True, but there are some pretty rich ones there too: Hong Kong, Saudi Arabia, UAE, Kuwait, Luxembourg, ... I suppose rich countries have so much money that they don't need to borrow.
"Fastest growing" is probably just in terms of percentage growth, meaning that a relatively niche job could be the fastest growing.
If I were guessing, it would be that Georgia offers subsidies for film production, so an increasing number of movies and shows are filmed there. Costume attendant sounds like it would be a related job... But I can't imagine there are that many of them. But it could still be relatively a lot more than there were a few years ago.
The fastest growing 'Statistician' jobs in Wisconsin, Illinois, and Kentucky were probably the three new people employed to work on producing the 'fastest growing' map. Maybe work on the map also created a fourth new job of Software developer for some lucky person in South Dakota.
ETA: I see there's a fourth Statistician somewhere on the east coast, but the map isn't clear enough to me which state that is, Massachusetts or Rhode Island? Maybe it's a single job shared across two states?
ETA: I see there's a fourth Statistician somewhere on the east coast, but the map isn't clear enough to me which state that is, Massachusetts or Rhode Island?
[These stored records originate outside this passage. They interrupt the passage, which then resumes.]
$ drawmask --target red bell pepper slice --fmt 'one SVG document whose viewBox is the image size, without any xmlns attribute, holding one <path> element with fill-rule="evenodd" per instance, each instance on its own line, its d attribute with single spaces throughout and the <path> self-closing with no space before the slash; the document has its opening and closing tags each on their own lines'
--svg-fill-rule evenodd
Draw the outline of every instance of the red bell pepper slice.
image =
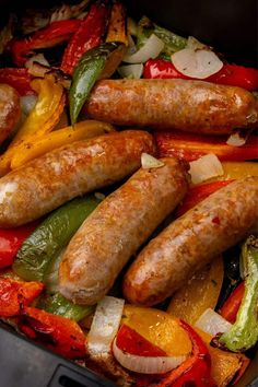
<svg viewBox="0 0 258 387">
<path fill-rule="evenodd" d="M 165 375 L 137 377 L 137 387 L 215 387 L 211 377 L 211 357 L 209 351 L 197 332 L 185 321 L 180 326 L 187 331 L 192 342 L 191 355 L 177 368 Z"/>
<path fill-rule="evenodd" d="M 86 354 L 85 336 L 69 318 L 24 307 L 19 327 L 27 337 L 64 357 L 81 359 Z"/>
<path fill-rule="evenodd" d="M 36 228 L 33 222 L 15 228 L 0 228 L 0 269 L 11 266 L 23 242 Z"/>
<path fill-rule="evenodd" d="M 54 47 L 69 40 L 80 25 L 81 21 L 78 19 L 60 20 L 38 30 L 30 37 L 12 40 L 10 50 L 14 63 L 22 67 L 34 49 Z"/>
<path fill-rule="evenodd" d="M 25 305 L 30 305 L 43 291 L 40 282 L 22 282 L 0 278 L 0 316 L 17 316 Z"/>
<path fill-rule="evenodd" d="M 218 189 L 227 186 L 231 180 L 213 181 L 208 184 L 201 184 L 199 186 L 191 187 L 187 195 L 185 196 L 181 204 L 177 209 L 177 216 L 181 216 L 185 212 L 192 209 L 200 201 L 206 199 L 211 194 L 215 192 Z"/>
<path fill-rule="evenodd" d="M 34 94 L 31 87 L 32 75 L 25 68 L 4 68 L 0 69 L 0 83 L 7 83 L 16 89 L 20 95 Z"/>
<path fill-rule="evenodd" d="M 140 356 L 166 356 L 166 352 L 144 339 L 136 330 L 124 324 L 116 338 L 117 347 L 130 354 Z"/>
<path fill-rule="evenodd" d="M 159 131 L 154 133 L 160 157 L 175 156 L 188 162 L 214 153 L 221 161 L 258 159 L 256 136 L 249 136 L 242 146 L 227 145 L 225 137 Z"/>
<path fill-rule="evenodd" d="M 96 2 L 90 8 L 81 26 L 70 39 L 62 58 L 61 70 L 67 74 L 72 74 L 79 60 L 91 48 L 102 43 L 102 36 L 105 34 L 109 7 Z"/>
<path fill-rule="evenodd" d="M 232 292 L 230 297 L 225 301 L 222 308 L 220 309 L 221 316 L 232 324 L 234 324 L 236 320 L 236 315 L 239 309 L 244 293 L 245 293 L 245 282 L 243 281 Z"/>
<path fill-rule="evenodd" d="M 180 73 L 175 66 L 164 59 L 149 59 L 143 68 L 145 79 L 184 79 L 194 80 Z M 249 91 L 258 90 L 258 70 L 236 64 L 224 64 L 215 74 L 202 81 L 218 84 L 244 87 Z"/>
</svg>

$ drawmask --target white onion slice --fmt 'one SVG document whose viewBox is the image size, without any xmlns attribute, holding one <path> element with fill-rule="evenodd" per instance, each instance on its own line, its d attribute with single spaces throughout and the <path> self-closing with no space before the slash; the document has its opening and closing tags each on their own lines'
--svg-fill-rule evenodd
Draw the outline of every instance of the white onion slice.
<svg viewBox="0 0 258 387">
<path fill-rule="evenodd" d="M 137 23 L 131 17 L 127 17 L 127 32 L 129 35 L 137 36 Z"/>
<path fill-rule="evenodd" d="M 192 48 L 192 49 L 209 49 L 208 46 L 206 46 L 203 43 L 197 40 L 194 36 L 188 36 L 186 48 Z"/>
<path fill-rule="evenodd" d="M 184 75 L 206 79 L 215 74 L 223 67 L 223 62 L 211 50 L 184 48 L 172 55 L 172 62 Z"/>
<path fill-rule="evenodd" d="M 93 355 L 108 353 L 118 331 L 125 300 L 105 296 L 96 307 L 87 335 L 87 349 Z"/>
<path fill-rule="evenodd" d="M 140 374 L 165 374 L 181 364 L 187 356 L 138 356 L 120 350 L 116 339 L 113 342 L 116 360 L 127 370 Z"/>
<path fill-rule="evenodd" d="M 233 133 L 226 140 L 227 145 L 242 146 L 246 143 L 247 137 L 241 137 L 238 132 Z"/>
<path fill-rule="evenodd" d="M 21 108 L 25 116 L 28 116 L 37 103 L 36 95 L 24 95 L 21 97 Z"/>
<path fill-rule="evenodd" d="M 164 165 L 165 164 L 161 160 L 153 157 L 151 154 L 148 153 L 141 154 L 141 166 L 143 169 L 160 168 L 161 166 Z"/>
<path fill-rule="evenodd" d="M 222 164 L 215 154 L 209 153 L 190 162 L 190 175 L 192 184 L 199 184 L 215 176 L 224 174 Z"/>
<path fill-rule="evenodd" d="M 136 63 L 136 64 L 120 66 L 117 69 L 117 71 L 122 78 L 139 80 L 143 72 L 143 64 Z"/>
<path fill-rule="evenodd" d="M 226 321 L 219 313 L 208 308 L 196 321 L 195 326 L 211 336 L 224 333 L 231 329 L 232 324 Z"/>
<path fill-rule="evenodd" d="M 127 52 L 122 61 L 127 63 L 143 63 L 150 58 L 156 58 L 163 48 L 164 43 L 156 35 L 152 34 L 138 51 L 134 54 Z"/>
</svg>

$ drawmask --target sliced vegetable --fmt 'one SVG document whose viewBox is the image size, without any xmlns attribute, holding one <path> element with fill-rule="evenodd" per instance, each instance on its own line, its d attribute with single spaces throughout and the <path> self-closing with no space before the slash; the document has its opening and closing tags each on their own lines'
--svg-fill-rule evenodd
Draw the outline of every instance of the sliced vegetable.
<svg viewBox="0 0 258 387">
<path fill-rule="evenodd" d="M 155 34 L 152 34 L 138 51 L 131 54 L 129 50 L 122 61 L 127 63 L 144 63 L 150 58 L 156 58 L 163 48 L 164 43 Z"/>
<path fill-rule="evenodd" d="M 106 42 L 120 42 L 126 46 L 128 45 L 126 33 L 126 9 L 119 1 L 116 1 L 112 8 Z"/>
<path fill-rule="evenodd" d="M 0 228 L 0 268 L 7 268 L 21 248 L 23 242 L 35 230 L 37 223 L 30 223 L 15 228 Z"/>
<path fill-rule="evenodd" d="M 37 307 L 52 315 L 62 316 L 74 321 L 80 321 L 94 310 L 93 306 L 73 304 L 60 293 L 45 294 L 39 298 Z"/>
<path fill-rule="evenodd" d="M 148 153 L 141 154 L 141 166 L 143 169 L 160 168 L 161 166 L 164 165 L 165 164 L 161 160 L 153 157 L 151 154 Z"/>
<path fill-rule="evenodd" d="M 246 367 L 249 364 L 249 359 L 241 353 L 232 353 L 222 351 L 219 348 L 214 348 L 210 344 L 212 336 L 196 329 L 197 333 L 201 337 L 208 347 L 211 356 L 211 376 L 214 379 L 218 387 L 226 387 L 243 375 Z"/>
<path fill-rule="evenodd" d="M 70 144 L 74 141 L 90 139 L 95 136 L 101 136 L 115 130 L 110 124 L 86 120 L 74 125 L 55 130 L 35 139 L 24 141 L 13 155 L 11 168 L 19 168 L 28 161 L 36 159 L 54 149 Z"/>
<path fill-rule="evenodd" d="M 61 20 L 52 22 L 46 27 L 38 30 L 34 35 L 24 39 L 14 39 L 11 43 L 11 52 L 16 66 L 23 66 L 33 50 L 38 48 L 48 48 L 69 40 L 78 31 L 81 21 L 77 19 Z"/>
<path fill-rule="evenodd" d="M 223 62 L 211 50 L 184 48 L 171 57 L 175 68 L 184 75 L 207 79 L 223 68 Z"/>
<path fill-rule="evenodd" d="M 17 131 L 5 153 L 0 157 L 0 176 L 7 174 L 11 167 L 11 161 L 25 140 L 44 136 L 50 132 L 58 124 L 64 107 L 64 92 L 52 75 L 36 79 L 31 83 L 38 94 L 35 107 Z"/>
<path fill-rule="evenodd" d="M 0 83 L 7 83 L 16 89 L 20 95 L 34 94 L 34 91 L 31 87 L 31 81 L 32 77 L 27 69 L 14 69 L 11 67 L 0 69 Z"/>
<path fill-rule="evenodd" d="M 28 281 L 43 281 L 49 265 L 98 203 L 99 200 L 90 195 L 73 199 L 48 215 L 23 243 L 13 263 L 14 272 Z"/>
<path fill-rule="evenodd" d="M 91 5 L 77 33 L 70 39 L 61 62 L 61 70 L 72 74 L 82 56 L 90 49 L 99 46 L 105 34 L 109 16 L 109 7 L 104 2 Z"/>
<path fill-rule="evenodd" d="M 143 78 L 196 79 L 196 77 L 186 75 L 185 71 L 180 72 L 179 69 L 176 69 L 169 60 L 164 59 L 150 59 L 144 64 Z M 203 81 L 239 86 L 249 91 L 255 91 L 258 90 L 258 70 L 235 64 L 223 64 L 219 72 L 204 78 Z"/>
<path fill-rule="evenodd" d="M 221 316 L 231 324 L 236 320 L 237 312 L 242 304 L 245 293 L 245 283 L 241 282 L 238 286 L 232 292 L 230 297 L 225 301 L 222 308 L 219 310 Z"/>
<path fill-rule="evenodd" d="M 185 212 L 192 209 L 196 204 L 204 200 L 208 196 L 215 192 L 218 189 L 227 186 L 232 181 L 234 180 L 212 181 L 190 187 L 183 202 L 179 204 L 176 211 L 177 216 L 181 216 Z"/>
<path fill-rule="evenodd" d="M 19 327 L 27 337 L 62 356 L 81 359 L 86 354 L 83 331 L 68 318 L 25 307 Z"/>
<path fill-rule="evenodd" d="M 152 23 L 146 16 L 143 16 L 138 24 L 138 48 L 142 47 L 145 44 L 146 39 L 151 36 L 151 34 L 155 34 L 164 43 L 163 52 L 167 57 L 169 57 L 173 52 L 185 48 L 187 45 L 187 39 L 185 37 L 176 35 L 155 23 Z"/>
<path fill-rule="evenodd" d="M 226 139 L 214 136 L 189 134 L 178 132 L 155 132 L 160 157 L 176 156 L 188 162 L 214 153 L 220 161 L 255 160 L 257 155 L 257 137 L 250 136 L 243 146 L 231 146 Z"/>
<path fill-rule="evenodd" d="M 17 316 L 25 305 L 30 305 L 43 291 L 40 282 L 22 282 L 11 278 L 0 278 L 0 316 Z"/>
<path fill-rule="evenodd" d="M 249 236 L 242 248 L 245 277 L 244 297 L 232 328 L 220 338 L 220 343 L 233 352 L 243 352 L 258 340 L 258 239 Z"/>
<path fill-rule="evenodd" d="M 136 63 L 136 64 L 120 66 L 117 69 L 117 71 L 119 75 L 121 75 L 122 78 L 139 80 L 142 75 L 143 64 Z"/>
<path fill-rule="evenodd" d="M 96 307 L 91 330 L 87 335 L 87 349 L 93 355 L 108 353 L 117 335 L 122 316 L 125 300 L 105 296 Z"/>
<path fill-rule="evenodd" d="M 141 343 L 139 348 L 140 355 L 128 352 L 127 344 L 130 345 L 131 341 L 137 341 L 138 344 Z M 141 345 L 143 348 L 141 348 Z M 149 343 L 139 333 L 133 331 L 131 328 L 122 325 L 118 331 L 116 339 L 113 342 L 113 353 L 116 360 L 125 368 L 140 374 L 165 374 L 168 371 L 177 367 L 186 360 L 185 356 L 168 357 L 166 356 L 166 353 L 163 355 L 157 354 L 156 356 L 154 356 L 153 353 L 151 353 L 151 355 L 148 355 L 144 353 L 145 347 L 149 347 L 150 350 L 151 345 L 152 344 Z"/>
<path fill-rule="evenodd" d="M 168 313 L 126 305 L 122 312 L 122 324 L 163 350 L 169 357 L 188 356 L 192 350 L 188 333 L 179 325 L 179 320 Z"/>
<path fill-rule="evenodd" d="M 195 326 L 203 332 L 216 336 L 218 333 L 227 332 L 232 324 L 226 321 L 221 315 L 211 308 L 208 308 L 196 321 Z"/>
<path fill-rule="evenodd" d="M 220 256 L 173 295 L 167 312 L 194 325 L 206 309 L 215 307 L 223 275 L 223 259 Z"/>
<path fill-rule="evenodd" d="M 212 177 L 224 174 L 220 160 L 213 153 L 208 153 L 198 160 L 190 162 L 189 174 L 192 184 L 200 184 Z"/>
<path fill-rule="evenodd" d="M 156 384 L 157 387 L 181 387 L 190 384 L 197 387 L 215 387 L 211 377 L 211 357 L 202 339 L 183 320 L 180 326 L 189 335 L 192 342 L 191 355 L 176 370 L 172 371 L 164 379 Z"/>
<path fill-rule="evenodd" d="M 124 44 L 104 43 L 89 50 L 81 58 L 69 92 L 71 122 L 77 122 L 81 108 L 89 97 L 94 83 L 101 78 L 110 77 L 121 61 Z"/>
</svg>

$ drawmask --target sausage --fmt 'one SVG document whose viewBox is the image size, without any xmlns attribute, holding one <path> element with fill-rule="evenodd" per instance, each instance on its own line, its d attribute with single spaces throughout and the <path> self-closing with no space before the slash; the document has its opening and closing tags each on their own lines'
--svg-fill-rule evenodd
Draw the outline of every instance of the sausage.
<svg viewBox="0 0 258 387">
<path fill-rule="evenodd" d="M 78 304 L 97 303 L 128 259 L 172 212 L 188 188 L 186 164 L 139 169 L 84 221 L 64 251 L 59 291 Z"/>
<path fill-rule="evenodd" d="M 164 301 L 257 221 L 258 177 L 221 188 L 146 245 L 125 275 L 126 298 L 149 306 Z"/>
<path fill-rule="evenodd" d="M 122 126 L 222 134 L 258 124 L 258 103 L 248 91 L 202 81 L 103 80 L 85 112 Z"/>
<path fill-rule="evenodd" d="M 33 160 L 0 179 L 0 227 L 35 220 L 66 201 L 107 186 L 153 154 L 151 134 L 128 130 L 73 142 Z"/>
<path fill-rule="evenodd" d="M 11 134 L 20 117 L 20 95 L 8 84 L 0 84 L 0 144 Z"/>
</svg>

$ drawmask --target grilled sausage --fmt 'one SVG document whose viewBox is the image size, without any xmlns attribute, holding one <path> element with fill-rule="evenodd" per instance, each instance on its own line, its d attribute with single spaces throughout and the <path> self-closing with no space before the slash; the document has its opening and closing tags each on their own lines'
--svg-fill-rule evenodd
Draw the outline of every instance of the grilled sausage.
<svg viewBox="0 0 258 387">
<path fill-rule="evenodd" d="M 66 201 L 110 185 L 154 153 L 151 134 L 128 130 L 78 141 L 35 159 L 0 179 L 0 226 L 27 223 Z"/>
<path fill-rule="evenodd" d="M 258 221 L 258 177 L 236 180 L 177 219 L 140 253 L 124 281 L 134 304 L 171 296 L 197 270 L 245 237 Z"/>
<path fill-rule="evenodd" d="M 71 239 L 59 270 L 59 290 L 92 305 L 112 288 L 128 259 L 179 203 L 188 188 L 186 164 L 139 169 L 107 197 Z"/>
<path fill-rule="evenodd" d="M 201 81 L 99 81 L 85 110 L 116 125 L 207 134 L 258 124 L 258 105 L 248 91 Z"/>
<path fill-rule="evenodd" d="M 8 84 L 0 84 L 0 144 L 11 134 L 20 116 L 17 92 Z"/>
</svg>

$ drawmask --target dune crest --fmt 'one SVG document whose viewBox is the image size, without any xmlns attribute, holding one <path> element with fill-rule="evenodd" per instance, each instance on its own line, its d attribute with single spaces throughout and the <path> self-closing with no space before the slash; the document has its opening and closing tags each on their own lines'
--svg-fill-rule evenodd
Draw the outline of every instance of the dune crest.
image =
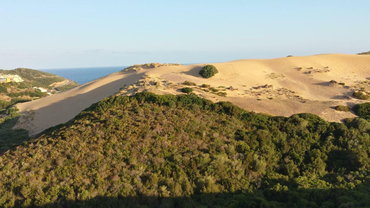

Maybe it's a single job shared across two states?
The colors indicate it was Massachusetts, while RI is "still machine operator and tender".
I'm all for the metric system. Imperial measurements just plain suck. I hate having to think about converting 3/16 to decimal or decimal to fraction (something I have to do for work all the time). It's just stupid. And that's before other imperial measurements I don't outright hate (cups and pints and spoons).
BUT YOU CAN SUCK IT WITH YOUR CELSIUS.
unless there's actually a good argument for one over the other then I can suck it
The Celsius scale was the one adopted by most scientists, so it ties in better with other units: The absolute temperature scale, Kelvin, is based on Celsius, with a one-hundred degree difference between freezing and boiling - not one-hundred-and-eighty. A calorie is the amount of heat (or energy) needed to raise one gram of water through one degree Celsius. What we call calories when dieting are actually kilo-calories - so the amount of energy needed to heat one kilogram of water by one degree.
However, none of that makes much difference when you're just thinking about the temperature of things (including body temperature and the weather) - and the Fahrenheit scale is perfectly good for that. It would cause a lot of confusion and resentment in the USA to change over to the Celsius scale - and for years afterwards people would need to continue to deal with thermometers, home thermostats, and oven temperature dials, marked in the 'wrong' units. So that's a good reason for keeping things as they are.
When talking about weather, the freezing point is a Very Important Thing, which is why it is so much more logical to put 0 there rather than at some random freezer temperature.
I couldn't really care less whether we counted it all in the bigger C degrees (with decimals for accuracy where needed) or the smaller F ones, but the freezing point thing means C always will win out for me.